LUIZ GERALDO MAZZA
Militares e seus seguidores da Redentora alegam, com alguma razão, diante do fato de que estão encurralados pelas versões dos derrotados de 64 (na verdade todo o povo o foi, embora a maioria ativa desejasse a intervenção), de que se procura ''reescrever a história''. Com obras como ''Olga'', com versão água com açúcar no padrão global, embora severa no livro de Fernando Morais, ou a série de livros de Elio Gaspari sobre o período militar, tem-se um outro tipo de visão de processo. Diante de Olga aprende-se também a crueldade e a força do nazismo dominante no regime de Getúlio Vargas que favoreceram a entrega da militante comunista à Gestapo e daí à morte no campo de concentração.
Às vezes me aborrece a legião de vítimas e de supostos heróis de 64 porque isso me convence de que éramos extremamente incompetentes (eu também fui alvo do Ato 1, firmado pela CGI estadual e o governador Ney Braga), já que não dá para contestar que formávamos maioria, tantas são as vítimas e heróis, banidos e mártires, superior às forças regulares do regime.
ANALOGIA IMPOSSÍVEL - Não dá para comparar a ferocidade militar brasileira com a dos chilenos (que deram sumiço em 3 mil), argentinos (mais de 30 mil) e uruguaios. É verdade que pegaram adversários bem mais determinados como guerrilheiros, daí porque o martírio também foi mais intenso. O Araguaia, foco do nosso maior extermínio, é pouco, estatisticamente falando, perto dos massacres nos três países. Razão pela qual é possível hoje processar militares na Argentina e derrubar até a anistia concedida ao ditador chileno Pinochet.
Nesta semana tivemos um episódio menor, mas de grande repercussão interna, na comemoração dos 16 anos das bombas contra os professores no Centro Cívico. Até hoje a Polícia Militar não deu uma versão sua, o suficientemente ampla, para tirar a hegemonia da mão única do vitimalismo. Os professores iam invadir o Palácio como o fizeram na Assembléia, aí facilitados pela concessão de Aníbal Khury e do deputado Antonio Anibelli. Uma forma inteligente de descomprimir o estado de ânimos dos mestres que tinham várias baixas por causa dos ferimentos das bombas de efeito moral.
A FUGA DOS ÔNUS - Governantes adoram moleza no empenho em transferir o ônus da violência à polícia e Alvaro Dias quis tirar o corpo da reta, o que evidenciou ao desaprovar os IPMs em que os milicianos só indiciavam civis. Tal qual como se deu quando da tragédia de Campo Bonito, no governo Requião, com três PMs linchados pelo MST com a PM repicando com prisão, execração e morte do líder Teixeirinha. O IPM, a despeito das três mortes, teve o pedido de arquivamento na Auditoria devidamente aprovado.
A Polícia Militar deve ter seu código operacional e deontológico (ético) próprio, inegociável nas relações com o governo, a despeito da obediência devida na hieraquia vertical. Não poucas vezes razões políticas levam a PM a deixar de lado seus códigos para aderir a razões imperiais do governo. No caso das bombas no Centro Cívico a PM agiu rigorosamente dentro dos cânones, já que era iminente a invasão do Palácio.
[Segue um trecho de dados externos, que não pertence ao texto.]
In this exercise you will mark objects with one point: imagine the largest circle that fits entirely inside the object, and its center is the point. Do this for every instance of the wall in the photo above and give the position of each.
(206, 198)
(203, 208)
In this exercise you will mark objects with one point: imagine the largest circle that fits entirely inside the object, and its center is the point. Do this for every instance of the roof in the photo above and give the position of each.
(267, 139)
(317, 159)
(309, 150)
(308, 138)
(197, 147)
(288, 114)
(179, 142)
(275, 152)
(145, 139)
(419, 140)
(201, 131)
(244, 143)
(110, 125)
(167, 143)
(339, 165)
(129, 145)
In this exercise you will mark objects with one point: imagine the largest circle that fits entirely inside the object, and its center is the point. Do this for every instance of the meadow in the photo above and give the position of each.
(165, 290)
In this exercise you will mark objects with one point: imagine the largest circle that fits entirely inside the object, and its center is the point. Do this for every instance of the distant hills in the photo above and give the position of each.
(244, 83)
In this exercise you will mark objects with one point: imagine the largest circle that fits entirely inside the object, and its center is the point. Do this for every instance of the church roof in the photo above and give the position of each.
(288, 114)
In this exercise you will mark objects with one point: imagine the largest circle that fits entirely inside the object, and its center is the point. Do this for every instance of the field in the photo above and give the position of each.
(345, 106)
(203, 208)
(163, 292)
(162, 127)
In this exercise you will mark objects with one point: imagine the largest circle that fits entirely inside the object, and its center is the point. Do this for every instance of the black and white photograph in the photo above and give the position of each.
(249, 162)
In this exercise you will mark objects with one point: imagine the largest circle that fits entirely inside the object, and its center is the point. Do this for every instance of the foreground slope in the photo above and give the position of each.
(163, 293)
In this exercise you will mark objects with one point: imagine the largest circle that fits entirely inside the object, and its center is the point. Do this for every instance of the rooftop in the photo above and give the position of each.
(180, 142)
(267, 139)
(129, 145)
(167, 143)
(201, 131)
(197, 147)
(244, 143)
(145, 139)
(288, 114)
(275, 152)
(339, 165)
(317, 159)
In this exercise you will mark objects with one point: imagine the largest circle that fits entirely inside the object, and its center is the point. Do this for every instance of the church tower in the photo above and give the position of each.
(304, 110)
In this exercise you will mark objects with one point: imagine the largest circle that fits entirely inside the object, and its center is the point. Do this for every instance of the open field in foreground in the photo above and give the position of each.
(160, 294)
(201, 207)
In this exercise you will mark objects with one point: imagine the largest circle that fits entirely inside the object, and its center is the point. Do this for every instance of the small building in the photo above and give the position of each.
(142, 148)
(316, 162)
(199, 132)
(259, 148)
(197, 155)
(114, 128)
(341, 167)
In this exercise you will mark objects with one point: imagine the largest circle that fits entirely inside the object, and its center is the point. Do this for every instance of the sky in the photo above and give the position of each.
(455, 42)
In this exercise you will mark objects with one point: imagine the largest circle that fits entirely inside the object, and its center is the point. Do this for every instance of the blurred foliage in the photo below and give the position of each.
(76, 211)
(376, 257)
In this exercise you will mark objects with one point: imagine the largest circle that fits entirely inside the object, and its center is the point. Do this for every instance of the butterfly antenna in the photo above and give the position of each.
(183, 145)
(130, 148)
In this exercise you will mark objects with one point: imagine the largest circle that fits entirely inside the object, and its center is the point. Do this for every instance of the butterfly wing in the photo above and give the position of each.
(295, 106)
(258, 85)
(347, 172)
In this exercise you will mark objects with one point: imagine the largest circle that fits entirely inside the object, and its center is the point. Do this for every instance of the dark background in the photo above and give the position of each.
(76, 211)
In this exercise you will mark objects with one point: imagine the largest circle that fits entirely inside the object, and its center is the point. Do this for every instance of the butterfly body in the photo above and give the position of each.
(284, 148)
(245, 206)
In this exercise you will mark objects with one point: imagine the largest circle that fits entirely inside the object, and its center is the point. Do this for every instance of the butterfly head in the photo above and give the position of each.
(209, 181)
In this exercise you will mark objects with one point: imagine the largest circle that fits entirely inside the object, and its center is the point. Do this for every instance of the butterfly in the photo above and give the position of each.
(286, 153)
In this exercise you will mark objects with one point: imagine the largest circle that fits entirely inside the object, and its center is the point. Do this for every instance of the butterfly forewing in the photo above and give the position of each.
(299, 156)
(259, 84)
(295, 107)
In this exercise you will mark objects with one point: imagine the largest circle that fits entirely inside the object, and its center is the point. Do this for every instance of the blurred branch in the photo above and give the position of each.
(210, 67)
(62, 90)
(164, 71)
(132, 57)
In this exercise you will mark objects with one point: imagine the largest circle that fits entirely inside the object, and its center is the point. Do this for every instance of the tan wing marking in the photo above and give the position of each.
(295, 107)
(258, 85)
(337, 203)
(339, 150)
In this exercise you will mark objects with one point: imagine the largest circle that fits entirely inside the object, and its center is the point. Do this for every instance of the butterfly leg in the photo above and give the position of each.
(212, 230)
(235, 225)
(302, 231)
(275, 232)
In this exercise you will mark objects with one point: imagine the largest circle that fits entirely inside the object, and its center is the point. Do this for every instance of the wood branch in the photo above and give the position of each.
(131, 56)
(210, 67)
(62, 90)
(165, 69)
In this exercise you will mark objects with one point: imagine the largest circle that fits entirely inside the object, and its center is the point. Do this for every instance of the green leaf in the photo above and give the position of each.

MASSA DE MANOBRA - Alvaro Dias não quis suportar os ônus da ocorrência e acabou punido pela justiça poética: quanto tentou voltar ao governo os professores foram massa de manobra de sua derrota. Depois, também frustrados com Lerner, não tiveram força na reeleição para derrubá-lo. Agora são beneficiados por Requião, de uma forma absoluta, sem justiça para as demais categorias, com um aumento superior a 30% e um Plano de Cargos e Salários que extrapolou os limites da Lei de Responsabilidade Fiscal, e ainda se acham no direito de mantê-lo sob pressão, valendo-se do ''background'' da celebração dos 16 anos das bombas que os professores não esquecem e os militares, em especial, como se tivessem cometido um crime nefando, se calam.